Hence, the volume of tetrahedron \[ = \] Volume of prism \[ \times \dfrac{1}{3}\]
Substituting 144 for the volume of prism, we get
\[ \Rightarrow \] Volume of tetrahedron \[ = 144 \times \dfrac{1}{3}\]
Multiplying the terms, we get
\[ \Rightarrow \] Volume of tetrahedron \[ = 48\] square units
Hence, the required volume of tetrahedron is \[48\] square units.
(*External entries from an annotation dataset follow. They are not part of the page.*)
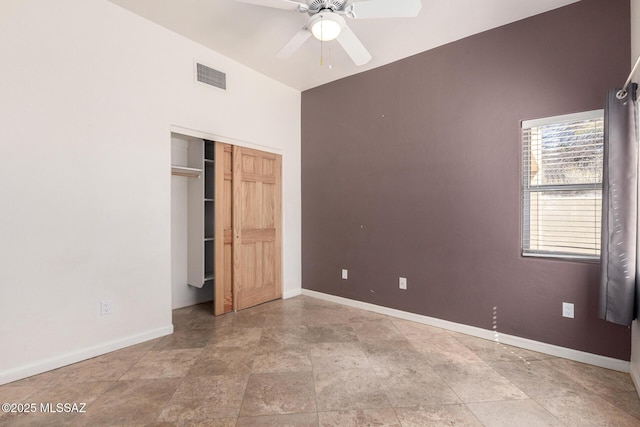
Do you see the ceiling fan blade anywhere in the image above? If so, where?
[276,27,311,59]
[236,0,308,10]
[347,0,422,19]
[337,26,371,65]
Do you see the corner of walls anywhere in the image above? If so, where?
[630,0,640,396]
[0,0,301,382]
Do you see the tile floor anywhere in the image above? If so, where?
[0,296,640,427]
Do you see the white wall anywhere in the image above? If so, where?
[630,0,640,395]
[0,0,301,384]
[171,134,213,309]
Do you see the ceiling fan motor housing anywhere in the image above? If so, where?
[307,0,347,15]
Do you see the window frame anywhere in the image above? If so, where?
[520,109,604,263]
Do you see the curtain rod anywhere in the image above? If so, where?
[616,56,640,99]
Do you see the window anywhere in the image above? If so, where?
[522,110,604,259]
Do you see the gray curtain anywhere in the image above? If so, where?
[599,84,640,325]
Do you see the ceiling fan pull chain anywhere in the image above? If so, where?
[320,15,324,67]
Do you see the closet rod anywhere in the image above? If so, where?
[171,166,202,178]
[616,56,640,99]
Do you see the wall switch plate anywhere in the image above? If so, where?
[562,302,573,319]
[100,300,111,316]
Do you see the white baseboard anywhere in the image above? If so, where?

Note: To solve this question we should know that the volume of tetrahedron is one third the volume of prism which contains the tetrahedron. Also, the volume of the prism is base area multiplied by the height. Without knowing these formulas, we can never find the answer to these questions. Here, it is important to draw a diagram , so that we can visualise the problem and solve it easily.